US 12,423,328 B2
Systems, methods, and apparatuses for automatically classifying data based on data usage and accessing patterns in an electronic network
Marcus Raphael Matos, Richardson, TX (US); Richard Scot, Huntersville, NC (US); Daniel Joseph Serna, The Colony, TX (US); and Matthew K. Bryant, Gastonia, NC (US)
Assigned to BANK OF AMERICA CORPORATION, Charlotte, NC (US)
Filed by BANK OF AMERICA CORPORATION, Charlotte, NC (US)
Filed on Nov. 29, 2022, as Appl. No. 18/071,227.
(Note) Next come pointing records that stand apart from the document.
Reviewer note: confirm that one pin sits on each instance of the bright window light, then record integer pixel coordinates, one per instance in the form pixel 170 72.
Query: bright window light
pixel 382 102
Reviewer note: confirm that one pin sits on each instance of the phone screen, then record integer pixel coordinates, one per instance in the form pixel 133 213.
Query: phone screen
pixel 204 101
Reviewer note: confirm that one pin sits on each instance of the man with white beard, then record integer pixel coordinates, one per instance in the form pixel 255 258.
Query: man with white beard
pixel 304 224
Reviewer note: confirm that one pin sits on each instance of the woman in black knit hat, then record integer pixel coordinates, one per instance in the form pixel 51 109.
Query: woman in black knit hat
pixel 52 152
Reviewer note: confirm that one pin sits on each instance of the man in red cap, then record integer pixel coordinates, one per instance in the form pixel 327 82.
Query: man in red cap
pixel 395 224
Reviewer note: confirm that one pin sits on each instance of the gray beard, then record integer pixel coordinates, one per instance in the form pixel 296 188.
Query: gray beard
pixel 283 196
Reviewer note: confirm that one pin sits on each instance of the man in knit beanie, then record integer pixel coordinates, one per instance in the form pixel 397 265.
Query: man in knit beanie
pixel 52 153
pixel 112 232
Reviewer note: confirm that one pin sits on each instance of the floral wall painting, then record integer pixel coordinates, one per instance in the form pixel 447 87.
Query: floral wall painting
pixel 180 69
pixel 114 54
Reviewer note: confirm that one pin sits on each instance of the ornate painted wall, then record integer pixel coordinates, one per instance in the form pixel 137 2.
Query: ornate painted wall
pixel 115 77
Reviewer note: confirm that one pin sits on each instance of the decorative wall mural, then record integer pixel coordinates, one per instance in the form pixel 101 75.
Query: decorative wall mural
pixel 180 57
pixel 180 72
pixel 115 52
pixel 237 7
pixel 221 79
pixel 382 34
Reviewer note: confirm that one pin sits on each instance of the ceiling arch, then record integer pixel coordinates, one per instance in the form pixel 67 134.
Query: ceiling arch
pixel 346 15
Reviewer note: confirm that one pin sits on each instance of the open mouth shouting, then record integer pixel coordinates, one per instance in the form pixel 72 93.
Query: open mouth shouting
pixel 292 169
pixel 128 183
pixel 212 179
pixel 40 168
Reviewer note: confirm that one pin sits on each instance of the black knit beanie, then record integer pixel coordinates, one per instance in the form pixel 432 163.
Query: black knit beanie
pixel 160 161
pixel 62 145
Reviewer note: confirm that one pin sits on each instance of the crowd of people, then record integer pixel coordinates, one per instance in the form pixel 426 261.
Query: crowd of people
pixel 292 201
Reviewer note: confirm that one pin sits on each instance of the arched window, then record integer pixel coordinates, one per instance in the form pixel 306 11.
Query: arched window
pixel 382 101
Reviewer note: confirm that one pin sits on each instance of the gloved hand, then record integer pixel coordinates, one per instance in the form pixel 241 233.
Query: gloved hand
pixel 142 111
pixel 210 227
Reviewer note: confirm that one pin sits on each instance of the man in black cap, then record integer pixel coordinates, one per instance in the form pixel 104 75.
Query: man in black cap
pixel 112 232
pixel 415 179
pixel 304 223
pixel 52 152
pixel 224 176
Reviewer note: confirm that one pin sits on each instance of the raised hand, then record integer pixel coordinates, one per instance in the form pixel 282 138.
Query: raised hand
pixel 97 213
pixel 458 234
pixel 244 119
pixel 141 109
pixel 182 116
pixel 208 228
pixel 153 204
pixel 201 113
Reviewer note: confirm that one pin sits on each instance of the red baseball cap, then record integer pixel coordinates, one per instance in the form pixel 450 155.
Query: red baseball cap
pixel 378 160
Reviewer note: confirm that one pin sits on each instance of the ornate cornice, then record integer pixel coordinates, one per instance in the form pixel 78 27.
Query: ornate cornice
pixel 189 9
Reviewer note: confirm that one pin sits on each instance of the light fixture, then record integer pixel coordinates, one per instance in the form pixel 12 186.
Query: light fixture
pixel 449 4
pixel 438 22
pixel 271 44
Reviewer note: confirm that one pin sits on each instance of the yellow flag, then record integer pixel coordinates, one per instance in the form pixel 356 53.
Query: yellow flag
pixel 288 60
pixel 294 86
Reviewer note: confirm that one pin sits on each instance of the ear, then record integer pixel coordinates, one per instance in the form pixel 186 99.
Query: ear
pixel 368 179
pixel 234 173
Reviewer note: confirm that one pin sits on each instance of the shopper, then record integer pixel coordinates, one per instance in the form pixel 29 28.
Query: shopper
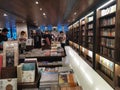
pixel 62 38
pixel 37 40
pixel 3 37
pixel 22 36
pixel 47 38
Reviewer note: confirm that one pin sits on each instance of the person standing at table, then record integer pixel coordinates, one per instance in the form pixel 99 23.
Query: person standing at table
pixel 62 39
pixel 3 37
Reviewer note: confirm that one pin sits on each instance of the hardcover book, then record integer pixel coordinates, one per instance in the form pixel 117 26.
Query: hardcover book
pixel 28 72
pixel 8 84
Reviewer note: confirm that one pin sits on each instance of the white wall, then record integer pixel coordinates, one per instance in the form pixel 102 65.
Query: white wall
pixel 85 75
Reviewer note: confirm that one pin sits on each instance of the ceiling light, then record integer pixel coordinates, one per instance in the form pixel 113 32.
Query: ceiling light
pixel 5 14
pixel 40 9
pixel 44 14
pixel 36 2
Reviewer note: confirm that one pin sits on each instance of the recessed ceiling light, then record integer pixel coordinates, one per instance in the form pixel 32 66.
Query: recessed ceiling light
pixel 36 2
pixel 5 14
pixel 40 9
pixel 44 14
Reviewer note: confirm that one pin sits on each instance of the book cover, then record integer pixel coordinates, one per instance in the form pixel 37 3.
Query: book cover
pixel 19 72
pixel 8 84
pixel 28 72
pixel 10 53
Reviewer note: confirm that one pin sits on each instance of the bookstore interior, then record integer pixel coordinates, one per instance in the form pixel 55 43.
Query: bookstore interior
pixel 60 45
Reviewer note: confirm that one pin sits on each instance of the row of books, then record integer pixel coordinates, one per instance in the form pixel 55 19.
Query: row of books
pixel 90 33
pixel 83 33
pixel 83 22
pixel 90 18
pixel 108 64
pixel 107 52
pixel 108 32
pixel 107 21
pixel 90 26
pixel 106 71
pixel 26 72
pixel 90 39
pixel 108 42
pixel 8 84
pixel 108 10
pixel 49 63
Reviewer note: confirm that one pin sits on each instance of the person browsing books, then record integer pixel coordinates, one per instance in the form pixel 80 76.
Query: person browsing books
pixel 62 38
pixel 3 37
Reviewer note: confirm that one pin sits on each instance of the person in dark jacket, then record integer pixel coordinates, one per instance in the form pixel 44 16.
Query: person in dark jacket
pixel 3 37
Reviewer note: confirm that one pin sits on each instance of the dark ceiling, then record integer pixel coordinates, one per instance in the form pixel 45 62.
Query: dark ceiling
pixel 57 11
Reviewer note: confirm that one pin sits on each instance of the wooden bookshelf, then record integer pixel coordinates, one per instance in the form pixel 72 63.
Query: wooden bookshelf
pixel 105 39
pixel 101 36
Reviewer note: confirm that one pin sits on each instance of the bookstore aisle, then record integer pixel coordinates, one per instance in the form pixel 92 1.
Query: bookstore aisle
pixel 58 78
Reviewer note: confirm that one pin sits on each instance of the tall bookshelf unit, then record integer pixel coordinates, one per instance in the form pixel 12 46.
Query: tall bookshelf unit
pixel 99 41
pixel 87 37
pixel 105 39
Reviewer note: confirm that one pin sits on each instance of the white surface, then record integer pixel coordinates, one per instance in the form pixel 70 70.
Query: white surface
pixel 85 75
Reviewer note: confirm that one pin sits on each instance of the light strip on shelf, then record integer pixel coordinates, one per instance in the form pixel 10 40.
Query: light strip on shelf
pixel 90 53
pixel 87 15
pixel 105 4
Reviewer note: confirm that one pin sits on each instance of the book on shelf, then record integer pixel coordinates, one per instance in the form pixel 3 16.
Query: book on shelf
pixel 90 18
pixel 47 76
pixel 108 10
pixel 110 32
pixel 29 42
pixel 28 72
pixel 19 72
pixel 107 21
pixel 8 84
pixel 107 52
pixel 8 72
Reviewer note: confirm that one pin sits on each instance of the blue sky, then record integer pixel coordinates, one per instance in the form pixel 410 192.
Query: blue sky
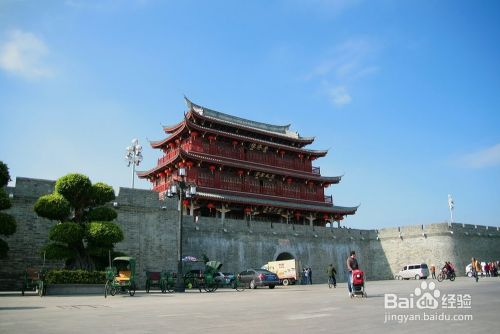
pixel 404 94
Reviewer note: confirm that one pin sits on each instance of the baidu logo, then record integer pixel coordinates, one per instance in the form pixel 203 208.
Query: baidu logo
pixel 428 296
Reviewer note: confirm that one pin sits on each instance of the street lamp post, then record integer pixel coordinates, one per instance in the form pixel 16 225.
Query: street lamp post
pixel 134 157
pixel 181 189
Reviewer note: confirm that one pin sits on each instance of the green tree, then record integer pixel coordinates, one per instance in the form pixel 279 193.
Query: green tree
pixel 85 232
pixel 7 222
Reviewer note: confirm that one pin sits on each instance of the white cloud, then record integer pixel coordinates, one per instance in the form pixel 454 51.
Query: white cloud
pixel 347 63
pixel 339 95
pixel 488 157
pixel 23 54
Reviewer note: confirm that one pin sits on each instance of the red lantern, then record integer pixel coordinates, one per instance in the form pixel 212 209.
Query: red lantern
pixel 210 206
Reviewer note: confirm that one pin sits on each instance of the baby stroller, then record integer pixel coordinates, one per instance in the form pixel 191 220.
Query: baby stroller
pixel 358 284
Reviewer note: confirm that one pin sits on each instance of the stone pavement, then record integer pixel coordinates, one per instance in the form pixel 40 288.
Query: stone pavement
pixel 294 309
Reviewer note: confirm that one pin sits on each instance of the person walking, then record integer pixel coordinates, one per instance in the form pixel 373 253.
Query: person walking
pixel 476 268
pixel 433 271
pixel 352 264
pixel 331 272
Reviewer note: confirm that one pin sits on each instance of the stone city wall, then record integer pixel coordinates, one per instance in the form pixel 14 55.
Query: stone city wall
pixel 150 227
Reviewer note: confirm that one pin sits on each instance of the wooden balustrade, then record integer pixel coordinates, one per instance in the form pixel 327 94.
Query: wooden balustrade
pixel 238 152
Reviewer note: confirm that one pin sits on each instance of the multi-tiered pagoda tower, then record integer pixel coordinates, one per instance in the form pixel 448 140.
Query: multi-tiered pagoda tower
pixel 245 169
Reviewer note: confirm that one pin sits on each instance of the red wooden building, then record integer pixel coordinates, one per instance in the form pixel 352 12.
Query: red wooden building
pixel 245 169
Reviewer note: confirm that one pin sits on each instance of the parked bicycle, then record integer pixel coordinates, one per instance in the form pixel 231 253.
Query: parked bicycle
pixel 237 284
pixel 444 274
pixel 332 282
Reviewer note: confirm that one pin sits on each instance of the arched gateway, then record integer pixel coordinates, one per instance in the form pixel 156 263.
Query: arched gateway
pixel 244 169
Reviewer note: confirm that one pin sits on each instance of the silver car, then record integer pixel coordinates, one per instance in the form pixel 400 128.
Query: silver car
pixel 259 277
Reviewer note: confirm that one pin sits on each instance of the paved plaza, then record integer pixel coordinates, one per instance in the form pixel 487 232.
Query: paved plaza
pixel 294 309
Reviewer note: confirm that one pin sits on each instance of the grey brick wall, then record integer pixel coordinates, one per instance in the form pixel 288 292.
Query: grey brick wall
pixel 150 227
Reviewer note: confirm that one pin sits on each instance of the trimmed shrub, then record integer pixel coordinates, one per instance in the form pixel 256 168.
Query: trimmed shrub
pixel 4 249
pixel 53 207
pixel 102 193
pixel 55 251
pixel 75 277
pixel 102 214
pixel 76 188
pixel 4 200
pixel 7 224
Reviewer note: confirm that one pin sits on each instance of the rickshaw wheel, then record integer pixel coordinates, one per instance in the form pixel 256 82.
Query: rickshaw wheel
pixel 169 287
pixel 107 289
pixel 40 289
pixel 131 291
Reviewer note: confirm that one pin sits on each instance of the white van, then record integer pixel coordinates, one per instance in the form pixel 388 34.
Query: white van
pixel 416 271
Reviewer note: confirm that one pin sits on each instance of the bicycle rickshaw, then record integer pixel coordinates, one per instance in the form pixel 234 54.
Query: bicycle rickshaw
pixel 120 276
pixel 202 279
pixel 34 280
pixel 163 280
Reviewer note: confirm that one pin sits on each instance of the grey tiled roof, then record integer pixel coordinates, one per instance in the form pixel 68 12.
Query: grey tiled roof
pixel 282 130
pixel 247 199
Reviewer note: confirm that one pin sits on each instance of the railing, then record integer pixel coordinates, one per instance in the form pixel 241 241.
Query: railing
pixel 219 180
pixel 238 152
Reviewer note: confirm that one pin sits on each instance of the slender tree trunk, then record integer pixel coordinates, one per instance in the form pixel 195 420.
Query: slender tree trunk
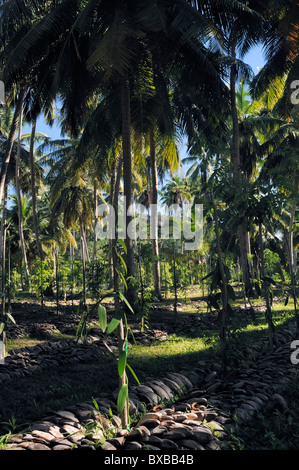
pixel 292 263
pixel 83 264
pixel 154 215
pixel 19 196
pixel 3 272
pixel 222 275
pixel 127 177
pixel 10 142
pixel 112 203
pixel 271 331
pixel 3 220
pixel 33 193
pixel 95 204
pixel 242 229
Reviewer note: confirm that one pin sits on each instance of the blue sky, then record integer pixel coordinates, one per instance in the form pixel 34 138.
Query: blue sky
pixel 254 58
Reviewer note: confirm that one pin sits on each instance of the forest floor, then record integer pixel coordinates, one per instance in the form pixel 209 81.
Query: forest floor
pixel 170 343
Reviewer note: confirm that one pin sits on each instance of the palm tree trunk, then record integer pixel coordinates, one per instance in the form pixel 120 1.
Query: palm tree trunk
pixel 154 215
pixel 95 203
pixel 10 142
pixel 83 264
pixel 222 275
pixel 3 220
pixel 242 229
pixel 271 331
pixel 33 193
pixel 19 196
pixel 127 177
pixel 292 264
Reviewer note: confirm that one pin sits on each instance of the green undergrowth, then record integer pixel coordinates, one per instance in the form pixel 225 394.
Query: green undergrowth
pixel 270 430
pixel 36 395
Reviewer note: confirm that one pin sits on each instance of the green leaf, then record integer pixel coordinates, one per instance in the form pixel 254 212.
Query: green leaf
pixel 269 280
pixel 123 262
pixel 10 317
pixel 133 373
pixel 114 323
pixel 121 241
pixel 123 279
pixel 122 361
pixel 122 297
pixel 102 317
pixel 231 292
pixel 122 398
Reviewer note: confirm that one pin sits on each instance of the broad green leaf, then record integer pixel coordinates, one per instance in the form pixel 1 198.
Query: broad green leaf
pixel 122 361
pixel 121 241
pixel 114 323
pixel 123 279
pixel 133 373
pixel 122 297
pixel 10 317
pixel 102 317
pixel 231 292
pixel 123 262
pixel 122 398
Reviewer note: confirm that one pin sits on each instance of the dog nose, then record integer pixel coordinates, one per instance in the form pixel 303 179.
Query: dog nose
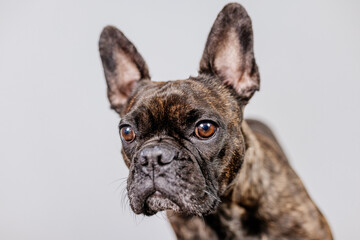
pixel 156 155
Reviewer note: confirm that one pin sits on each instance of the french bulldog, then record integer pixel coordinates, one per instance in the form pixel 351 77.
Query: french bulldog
pixel 190 151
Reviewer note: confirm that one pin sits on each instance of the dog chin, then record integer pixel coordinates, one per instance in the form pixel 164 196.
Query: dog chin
pixel 158 202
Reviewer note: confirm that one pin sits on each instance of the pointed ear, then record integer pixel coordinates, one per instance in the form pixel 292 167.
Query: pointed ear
pixel 123 66
pixel 229 51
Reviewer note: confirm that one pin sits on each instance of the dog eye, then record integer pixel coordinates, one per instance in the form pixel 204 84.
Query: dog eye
pixel 127 133
pixel 205 130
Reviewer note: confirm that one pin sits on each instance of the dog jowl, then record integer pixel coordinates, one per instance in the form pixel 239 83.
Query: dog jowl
pixel 189 151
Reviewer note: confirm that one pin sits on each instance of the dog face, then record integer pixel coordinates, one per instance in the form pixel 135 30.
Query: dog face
pixel 182 140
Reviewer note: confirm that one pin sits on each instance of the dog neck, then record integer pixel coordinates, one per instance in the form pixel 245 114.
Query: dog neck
pixel 248 186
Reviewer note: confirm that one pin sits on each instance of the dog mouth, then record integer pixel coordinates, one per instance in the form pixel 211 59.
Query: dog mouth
pixel 157 202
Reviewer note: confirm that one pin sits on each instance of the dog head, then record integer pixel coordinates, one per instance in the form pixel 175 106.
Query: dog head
pixel 182 140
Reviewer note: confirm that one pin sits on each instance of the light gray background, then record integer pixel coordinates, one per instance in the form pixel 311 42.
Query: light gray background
pixel 59 146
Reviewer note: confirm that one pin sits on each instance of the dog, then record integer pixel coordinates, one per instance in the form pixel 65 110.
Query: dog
pixel 190 152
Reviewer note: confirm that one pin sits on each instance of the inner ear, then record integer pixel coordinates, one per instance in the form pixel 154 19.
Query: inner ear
pixel 229 51
pixel 123 66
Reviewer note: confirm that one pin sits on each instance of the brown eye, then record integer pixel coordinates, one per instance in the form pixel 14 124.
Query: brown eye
pixel 205 130
pixel 127 133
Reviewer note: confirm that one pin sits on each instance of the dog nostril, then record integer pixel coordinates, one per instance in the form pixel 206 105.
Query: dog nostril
pixel 163 160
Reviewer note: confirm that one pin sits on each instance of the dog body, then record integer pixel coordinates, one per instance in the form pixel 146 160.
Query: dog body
pixel 189 151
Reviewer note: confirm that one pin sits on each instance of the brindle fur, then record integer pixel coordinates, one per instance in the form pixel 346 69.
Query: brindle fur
pixel 237 184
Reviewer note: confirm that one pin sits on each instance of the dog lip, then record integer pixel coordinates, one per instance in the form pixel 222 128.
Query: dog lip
pixel 157 202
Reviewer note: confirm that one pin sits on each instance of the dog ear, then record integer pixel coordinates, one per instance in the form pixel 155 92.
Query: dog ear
pixel 123 66
pixel 229 51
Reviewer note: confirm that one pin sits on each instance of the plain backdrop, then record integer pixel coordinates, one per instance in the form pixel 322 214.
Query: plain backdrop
pixel 61 173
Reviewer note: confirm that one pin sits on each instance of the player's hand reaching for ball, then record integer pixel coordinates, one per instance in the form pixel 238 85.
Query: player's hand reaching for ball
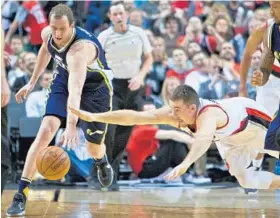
pixel 24 92
pixel 257 78
pixel 176 172
pixel 89 117
pixel 70 138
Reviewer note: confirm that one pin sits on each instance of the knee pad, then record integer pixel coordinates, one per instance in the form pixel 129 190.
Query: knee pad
pixel 257 179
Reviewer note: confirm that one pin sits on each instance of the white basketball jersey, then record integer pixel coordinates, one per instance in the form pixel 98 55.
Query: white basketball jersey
pixel 239 111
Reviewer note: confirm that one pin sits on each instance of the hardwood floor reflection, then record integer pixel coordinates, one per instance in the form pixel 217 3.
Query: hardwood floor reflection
pixel 150 203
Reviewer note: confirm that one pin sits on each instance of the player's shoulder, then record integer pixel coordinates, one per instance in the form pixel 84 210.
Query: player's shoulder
pixel 106 32
pixel 45 34
pixel 136 29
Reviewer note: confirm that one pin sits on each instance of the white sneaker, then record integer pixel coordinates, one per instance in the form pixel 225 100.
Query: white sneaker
pixel 198 180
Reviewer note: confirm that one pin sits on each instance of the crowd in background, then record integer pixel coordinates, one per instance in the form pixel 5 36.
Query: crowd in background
pixel 199 43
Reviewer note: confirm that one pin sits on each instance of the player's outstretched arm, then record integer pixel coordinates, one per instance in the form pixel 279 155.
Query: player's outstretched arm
pixel 252 44
pixel 127 117
pixel 206 127
pixel 43 58
pixel 260 76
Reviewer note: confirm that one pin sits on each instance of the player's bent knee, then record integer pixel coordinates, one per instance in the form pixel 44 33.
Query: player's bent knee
pixel 255 179
pixel 94 149
pixel 48 128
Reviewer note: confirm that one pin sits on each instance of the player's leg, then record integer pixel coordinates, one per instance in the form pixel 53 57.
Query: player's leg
pixel 133 101
pixel 99 100
pixel 48 128
pixel 5 148
pixel 54 114
pixel 250 178
pixel 271 140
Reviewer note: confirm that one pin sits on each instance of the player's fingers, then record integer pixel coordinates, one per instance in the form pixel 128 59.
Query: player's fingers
pixel 75 111
pixel 18 96
pixel 61 141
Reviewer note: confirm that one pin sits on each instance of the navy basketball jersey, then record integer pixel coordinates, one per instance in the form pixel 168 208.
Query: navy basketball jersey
pixel 274 40
pixel 98 72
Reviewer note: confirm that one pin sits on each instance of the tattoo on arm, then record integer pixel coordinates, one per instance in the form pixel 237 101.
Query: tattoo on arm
pixel 266 64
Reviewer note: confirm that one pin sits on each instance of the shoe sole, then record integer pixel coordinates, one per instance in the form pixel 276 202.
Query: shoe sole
pixel 111 179
pixel 18 214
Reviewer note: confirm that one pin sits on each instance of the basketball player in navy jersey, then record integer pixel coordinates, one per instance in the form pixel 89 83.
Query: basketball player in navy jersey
pixel 81 80
pixel 271 52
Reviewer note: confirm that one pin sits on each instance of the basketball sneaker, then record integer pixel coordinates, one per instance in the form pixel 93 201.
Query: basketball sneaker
pixel 105 172
pixel 18 206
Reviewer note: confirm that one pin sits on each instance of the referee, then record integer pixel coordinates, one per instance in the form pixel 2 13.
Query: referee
pixel 124 45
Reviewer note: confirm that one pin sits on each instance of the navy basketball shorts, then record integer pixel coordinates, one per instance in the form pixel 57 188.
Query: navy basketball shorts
pixel 94 100
pixel 272 140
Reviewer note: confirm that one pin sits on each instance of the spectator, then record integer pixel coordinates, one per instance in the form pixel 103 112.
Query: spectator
pixel 171 34
pixel 36 101
pixel 216 86
pixel 31 15
pixel 180 68
pixel 16 47
pixel 194 33
pixel 150 35
pixel 192 49
pixel 18 71
pixel 157 74
pixel 29 61
pixel 135 18
pixel 230 67
pixel 169 85
pixel 199 73
pixel 9 10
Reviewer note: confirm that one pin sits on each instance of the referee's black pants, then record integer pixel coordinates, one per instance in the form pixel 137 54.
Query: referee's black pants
pixel 117 136
pixel 5 148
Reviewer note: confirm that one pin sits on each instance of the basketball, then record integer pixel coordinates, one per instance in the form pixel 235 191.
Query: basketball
pixel 53 163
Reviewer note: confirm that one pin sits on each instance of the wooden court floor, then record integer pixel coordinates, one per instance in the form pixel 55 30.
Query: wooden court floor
pixel 168 202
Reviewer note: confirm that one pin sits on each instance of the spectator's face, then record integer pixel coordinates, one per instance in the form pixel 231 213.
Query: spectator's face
pixel 118 15
pixel 227 51
pixel 16 46
pixel 158 46
pixel 172 26
pixel 129 5
pixel 275 10
pixel 253 24
pixel 261 15
pixel 46 80
pixel 194 25
pixel 62 31
pixel 256 59
pixel 222 26
pixel 135 18
pixel 150 36
pixel 149 107
pixel 172 84
pixel 179 57
pixel 199 60
pixel 29 61
pixel 164 6
pixel 193 48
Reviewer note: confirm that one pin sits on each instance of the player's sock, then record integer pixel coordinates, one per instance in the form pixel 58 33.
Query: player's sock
pixel 24 186
pixel 102 160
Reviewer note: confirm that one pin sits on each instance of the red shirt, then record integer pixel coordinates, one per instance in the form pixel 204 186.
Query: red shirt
pixel 36 21
pixel 180 76
pixel 141 144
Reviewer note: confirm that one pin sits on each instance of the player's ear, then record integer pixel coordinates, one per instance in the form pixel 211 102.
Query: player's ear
pixel 193 107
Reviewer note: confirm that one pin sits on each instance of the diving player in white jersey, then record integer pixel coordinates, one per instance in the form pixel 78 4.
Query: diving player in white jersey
pixel 237 125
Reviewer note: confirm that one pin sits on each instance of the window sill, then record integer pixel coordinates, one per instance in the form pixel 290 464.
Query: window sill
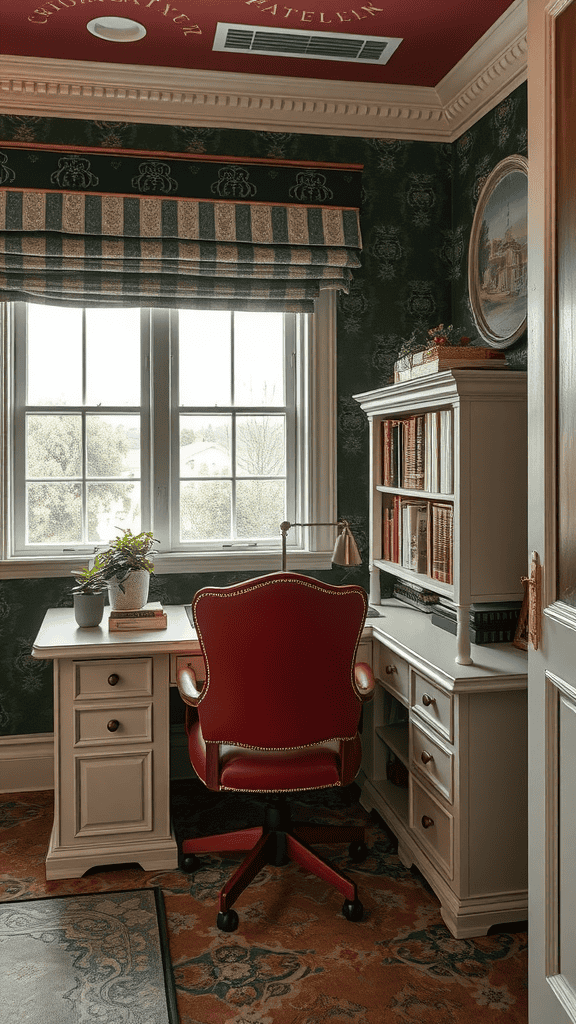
pixel 191 562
Prior Publication US 2024/0176804 A1, May 30, 2024
Int. Cl. G06F 16/28 (2019.01)
CPC G06F 16/285 (2019.01) 19 Claims
OG exemplary drawing
 
1. A system for automatically classifying data based on data usage and accessing patterns, the system comprising:
a memory device with computer-readable program code stored thereon;
at least one processing device operatively coupled to the at least one memory device and the at least one communication device, wherein executing the computer-readable code is configured to cause the at least one processing device to:
receive at least one query log comprising a plurality of data identifiers;
generate, by the at least one processing device, a data identifier total based on each data identifier of the plurality of data identifiers;
determine, by the at least one processing device, a data classification for each data identifier based on the data identifier total, wherein the data classification comprises at least one of an important classification or an unimportant classification, wherein the data classification determination comprises:
determining, based on the query log, a source identifier for each data identifier of the plurality of data identifiers,
determining, based on the query log, a target identifier for each data identifier of the plurality of data identifiers, wherein the target identifier comprises a target destination associated with the data identifier,
determining whether the source identifier and the target identifier are different for each data identifier, and
generating, in an instance where the source identifier and target identifier are different, the important classification for the data identifier;
generate, by the at least one processing device, a data catalogue comprising at least one data identifier associated with the important classification;
generate, by the at least one processing device, a wide data classification for each data identifier associated with the importance classification;
generate a wide database comprising a large volume for the data and the data identifier comprising the wide data classification, wherein the large volume comprises an attribute within the wide database for each piece of data associated with the data identifier;
automatically update, based on the wide data classification for each data identifier associated with the importance classification, the wide database with the data and the data identifier of each data identifier comprising the wide data classification, wherein the updating of the wide database comprising a storage of the data and the data identifier;
receive, at a later instance to the generation and updating of the wide database, a query comprising at least one data identifier from the plurality of data identifiers, wherein the at least one data identifier from the query is associated with the wide data classification; and
automatically collect, in response to the received query, the data of the at least one identifier from the wide database.